Patrick and his family do, however, expect him to be one of the better players this summer in the new hockey event, as Patrick has spent the past year playing with the Buffalo Warriors In-line Hockey League.
“For the first time the DAAA has hockey,” said Jones. “And training with the Warriors is definitely going to make him one of the better players there.”
Unfortunately, it’s difficult to get money for events like these, both for participants and for the host organization.
“You … usually have to find people with some type of connection to a person with dwarfism,” Jones said.
Maria Jones added that because dwarfism isn’t that prevalent, it’s not a cause that many people feel the need to give to.
The DAAA encourages personal fundraising, said Maria Jones, adding, “money is tight all around.”
The Joneses did attempt to have a fundraiser for Patrick earlier in the year, but it only saw limited success.
The Joneses made sure to stress one thing. People should not refer to Patrick as a “dwarf” or a “midget,” but instead, just call him Patrick. After all, Patrick is just like any other kid and he wants to be an FBI agent when he grows up. Patrick said he rarely gets made fun of because of his condition, but his parents said, “We hear kids say things.”
“We get more upset than [Patrick] does,” said Maria Jones. “We try not to get overly upset, because it upsets him … he’s like, ‘Don’t worry about it, who cares what they say? ... It’s just words.’ ”
They did say, however, the kids Patrick goes to school with “are wonderful to him.”
Neal Jones emphasized that “midget” generally has a negative connotation, so the term “dwarf” should be used if necessary, although opinions can vary among individuals. Patrick’s mother said she doesn’t “like the word dwarf,” but Patrick said he’s “fine” with it.

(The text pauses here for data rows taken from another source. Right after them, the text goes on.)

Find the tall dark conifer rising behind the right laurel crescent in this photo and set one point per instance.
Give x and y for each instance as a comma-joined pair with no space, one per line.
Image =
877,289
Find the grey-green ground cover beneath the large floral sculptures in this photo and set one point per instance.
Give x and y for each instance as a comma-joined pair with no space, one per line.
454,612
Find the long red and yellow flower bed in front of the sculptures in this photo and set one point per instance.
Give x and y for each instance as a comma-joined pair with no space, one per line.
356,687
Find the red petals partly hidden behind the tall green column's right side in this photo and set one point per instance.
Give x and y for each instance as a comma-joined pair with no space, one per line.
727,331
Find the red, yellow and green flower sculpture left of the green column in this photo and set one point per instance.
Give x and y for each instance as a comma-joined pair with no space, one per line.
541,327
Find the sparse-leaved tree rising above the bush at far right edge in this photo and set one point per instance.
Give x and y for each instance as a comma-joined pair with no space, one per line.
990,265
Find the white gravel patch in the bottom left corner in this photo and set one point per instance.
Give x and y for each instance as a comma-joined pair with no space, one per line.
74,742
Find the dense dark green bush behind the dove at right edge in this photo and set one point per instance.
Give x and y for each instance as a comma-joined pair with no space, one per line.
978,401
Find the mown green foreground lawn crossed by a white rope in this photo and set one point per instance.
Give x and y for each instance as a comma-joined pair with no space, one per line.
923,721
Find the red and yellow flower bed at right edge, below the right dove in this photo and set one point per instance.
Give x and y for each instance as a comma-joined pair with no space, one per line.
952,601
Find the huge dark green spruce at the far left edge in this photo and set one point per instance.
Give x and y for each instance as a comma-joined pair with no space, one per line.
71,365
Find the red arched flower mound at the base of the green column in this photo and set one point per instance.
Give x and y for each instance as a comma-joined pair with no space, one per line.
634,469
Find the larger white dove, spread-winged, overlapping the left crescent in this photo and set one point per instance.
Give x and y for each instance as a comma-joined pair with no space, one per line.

The Joneses had a learning curve when it came to dwarfism, but they will never know what it’s like for Patrick.
“I can’t tell him what he’s going to experience,” said his dad, who is taller than 6 feet.
The Joneses said that when it comes to Patrick and dwarfs in general, people should know that they can do anything anyone else can do. They described Patrick as “small but mighty.”
“People with dwarfism are people,” said Neal Jones.
Patrick plans to continue participating in the Dwarf Games for years to come. He is also a candidate for a National Geographic series on excellence for people with dwarfism.
Justin Smith is a senior at Williamsville North High School.